Variational-based energy–momentum schemes of higher-order for elastic fiber-reinforced continua

Abstract

This paper contributes to the improvement of recently published higher-order accurate energy–momentum schemes for an anisotropic hyperelastic material formulation based on the concept of structural tensors. These Galerkin-based energy–momentum schemes are developed by means of time finite elements with the focus on improving numerical stability and robustness in the presence of stiffness and large rotations. They show advantages over conventional time stepping schemes in combination with anisotropic materials formulated with polyconvex strain energy density functions.

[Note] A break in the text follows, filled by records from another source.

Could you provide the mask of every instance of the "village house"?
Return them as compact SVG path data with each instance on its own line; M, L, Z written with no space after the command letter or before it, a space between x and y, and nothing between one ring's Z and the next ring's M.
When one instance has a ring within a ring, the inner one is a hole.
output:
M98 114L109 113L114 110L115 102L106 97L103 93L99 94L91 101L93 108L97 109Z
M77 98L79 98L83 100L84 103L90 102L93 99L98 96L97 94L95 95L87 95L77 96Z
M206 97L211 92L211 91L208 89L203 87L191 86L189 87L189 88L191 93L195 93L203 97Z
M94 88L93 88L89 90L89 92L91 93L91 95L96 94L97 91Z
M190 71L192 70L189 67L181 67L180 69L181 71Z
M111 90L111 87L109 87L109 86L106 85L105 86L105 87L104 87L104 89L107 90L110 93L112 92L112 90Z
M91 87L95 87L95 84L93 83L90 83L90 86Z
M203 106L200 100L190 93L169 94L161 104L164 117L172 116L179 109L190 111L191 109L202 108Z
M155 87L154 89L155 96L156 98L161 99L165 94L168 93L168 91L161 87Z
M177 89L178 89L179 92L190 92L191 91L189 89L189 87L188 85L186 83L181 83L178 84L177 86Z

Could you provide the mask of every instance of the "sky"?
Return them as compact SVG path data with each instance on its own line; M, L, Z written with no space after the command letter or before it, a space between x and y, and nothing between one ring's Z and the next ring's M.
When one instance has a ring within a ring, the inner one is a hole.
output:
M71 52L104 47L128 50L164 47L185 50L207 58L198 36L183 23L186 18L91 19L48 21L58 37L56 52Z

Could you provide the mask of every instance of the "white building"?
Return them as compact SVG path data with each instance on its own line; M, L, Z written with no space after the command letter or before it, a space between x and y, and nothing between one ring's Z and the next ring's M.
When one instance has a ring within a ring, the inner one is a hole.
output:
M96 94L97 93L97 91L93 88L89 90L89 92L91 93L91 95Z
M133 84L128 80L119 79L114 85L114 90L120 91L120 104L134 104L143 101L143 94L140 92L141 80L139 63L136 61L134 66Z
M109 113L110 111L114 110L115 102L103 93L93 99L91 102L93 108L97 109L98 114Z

In this paper, higher-order energy–momentum schemes are developed by using a differential variational principle in order to remedy the drawbacks of these Galerkin-based schemes, namely a variationally inconsistent time approximation of the strains in the higher-order case, no coordinate free superimposed stress tensor and an unseparated time approximation of the fibers and the matrix material. These new structure-preserving time integrators preserve all conservation laws of a free flying hyperelastic anisotropic continuum, namely the total linear and the total angular momentum conservation as well as the total energy conservation. Numerical examples demonstrate dynamic behavior of anisotropic continua, discrete conservation properties of flying continua and the effect of higher-order accuracy subject to transient loads.